Like cage-free egg commitments, many companies have also made crate-free pork commitments. Many of these commitments are to be 100% “crate-free,” or also termed “group-housed,” by 2022.  Several organizations track and regularly report on company commitments to cage-free eggs. However, monitoring for “crate-free” is limited. Crate-free pork has an extra level of complication in that the commitment is for the housing of the mother pigs and not for the pigs used for pork. Also, unlike cage-free eggs, no universally accepted definition of crate-free/group-housed has been developed or accepted.

One company to transition to group housing of sows is Smithfield Pork. In 2018, Smithfield announced that it achieved its 2007 commitment to transition to group housing on all company-owned farms. This week the Humane Society of the United States (HSUS) filed a lawsuit against Smithfield, challenging  Smithfield’s definition of group housing.

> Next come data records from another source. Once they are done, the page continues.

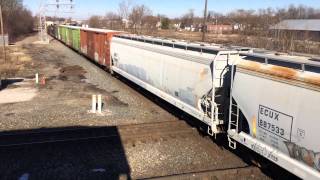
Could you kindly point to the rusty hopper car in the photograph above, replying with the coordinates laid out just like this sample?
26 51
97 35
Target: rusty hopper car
95 44
189 76
274 111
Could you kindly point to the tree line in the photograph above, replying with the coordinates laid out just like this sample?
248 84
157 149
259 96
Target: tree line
252 27
17 19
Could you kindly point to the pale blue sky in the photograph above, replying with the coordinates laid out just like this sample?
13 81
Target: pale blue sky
172 8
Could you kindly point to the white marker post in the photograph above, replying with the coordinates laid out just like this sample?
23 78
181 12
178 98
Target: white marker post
37 78
94 104
99 104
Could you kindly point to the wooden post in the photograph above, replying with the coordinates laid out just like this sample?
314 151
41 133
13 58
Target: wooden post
2 33
204 21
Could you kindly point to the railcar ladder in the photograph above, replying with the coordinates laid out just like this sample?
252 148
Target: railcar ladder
233 123
215 121
234 113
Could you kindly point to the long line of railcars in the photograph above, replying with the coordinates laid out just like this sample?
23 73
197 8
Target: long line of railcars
266 102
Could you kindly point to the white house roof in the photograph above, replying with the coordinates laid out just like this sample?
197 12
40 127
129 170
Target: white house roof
298 25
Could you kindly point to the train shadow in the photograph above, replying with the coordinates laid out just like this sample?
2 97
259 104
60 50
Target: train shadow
41 154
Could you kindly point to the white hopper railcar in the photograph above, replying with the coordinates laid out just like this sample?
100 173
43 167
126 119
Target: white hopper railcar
181 73
274 111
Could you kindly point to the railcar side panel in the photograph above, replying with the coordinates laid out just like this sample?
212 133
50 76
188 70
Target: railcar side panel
76 39
158 70
281 113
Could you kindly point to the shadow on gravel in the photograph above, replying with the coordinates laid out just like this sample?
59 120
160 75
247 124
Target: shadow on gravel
88 153
7 82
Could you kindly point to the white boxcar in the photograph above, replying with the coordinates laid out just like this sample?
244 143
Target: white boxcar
280 106
178 72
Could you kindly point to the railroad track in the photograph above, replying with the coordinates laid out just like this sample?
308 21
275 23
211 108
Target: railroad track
159 130
226 173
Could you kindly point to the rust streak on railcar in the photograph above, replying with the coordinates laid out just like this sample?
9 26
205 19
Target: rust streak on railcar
282 72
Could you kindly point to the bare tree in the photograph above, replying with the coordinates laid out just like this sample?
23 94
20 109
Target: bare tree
112 21
95 22
124 10
188 18
137 16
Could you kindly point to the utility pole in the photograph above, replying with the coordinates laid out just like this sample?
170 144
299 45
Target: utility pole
2 33
53 6
204 25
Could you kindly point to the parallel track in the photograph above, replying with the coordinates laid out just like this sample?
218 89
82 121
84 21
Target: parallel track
226 173
125 132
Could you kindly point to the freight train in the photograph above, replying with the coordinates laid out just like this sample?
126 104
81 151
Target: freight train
266 102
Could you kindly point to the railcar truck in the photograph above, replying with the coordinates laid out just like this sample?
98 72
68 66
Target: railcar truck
274 111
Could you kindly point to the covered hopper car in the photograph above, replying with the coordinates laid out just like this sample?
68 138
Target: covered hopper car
267 103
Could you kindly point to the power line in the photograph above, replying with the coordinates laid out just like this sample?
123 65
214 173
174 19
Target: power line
52 6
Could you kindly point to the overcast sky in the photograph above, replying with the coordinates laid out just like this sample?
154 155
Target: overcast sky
172 8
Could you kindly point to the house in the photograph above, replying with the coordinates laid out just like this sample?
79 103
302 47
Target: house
219 28
303 28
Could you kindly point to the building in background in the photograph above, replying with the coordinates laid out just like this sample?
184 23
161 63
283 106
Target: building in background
219 28
304 29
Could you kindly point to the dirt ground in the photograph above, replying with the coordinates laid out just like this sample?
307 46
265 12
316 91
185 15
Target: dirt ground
63 98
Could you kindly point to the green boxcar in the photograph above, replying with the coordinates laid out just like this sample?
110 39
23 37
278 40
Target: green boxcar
63 34
76 39
73 37
69 36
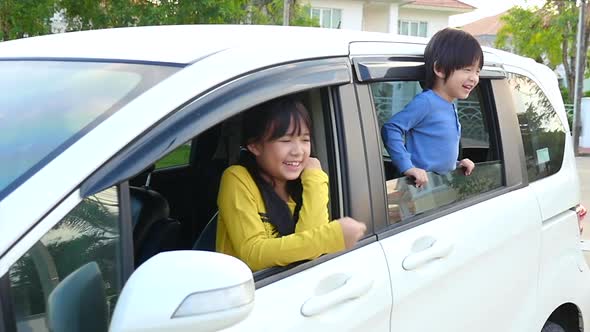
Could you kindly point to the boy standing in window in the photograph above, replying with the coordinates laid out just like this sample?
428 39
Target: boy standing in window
429 123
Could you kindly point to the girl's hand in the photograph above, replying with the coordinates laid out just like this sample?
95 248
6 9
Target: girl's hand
313 163
468 166
352 231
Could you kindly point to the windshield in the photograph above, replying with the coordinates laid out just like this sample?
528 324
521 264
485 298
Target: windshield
46 106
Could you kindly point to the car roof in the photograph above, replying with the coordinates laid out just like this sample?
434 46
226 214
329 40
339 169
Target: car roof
185 44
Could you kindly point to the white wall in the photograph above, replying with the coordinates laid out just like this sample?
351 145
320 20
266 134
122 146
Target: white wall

As reported by National Hog Farmer, HSUS alleges Smithfield’s marketing violates the D.C. Consumer Protection Procedures Act. HSUS alleges Smithfield Foods still utilizes gestation stalls and farrow stalls, resulting in confinement of a sow in a gestation crate for six weeks following breeding and a farrowing crate for four weeks postpartum, with the sows in group housing for only nine weeks in the 19-week breeding cycle. HSUS alleges this is not sufficient to claim Smithfield’s pork is from crate-free pigs.

Activists filed a similar lawsuit against Wendy’s alleging misleading claims about cage-free eggs.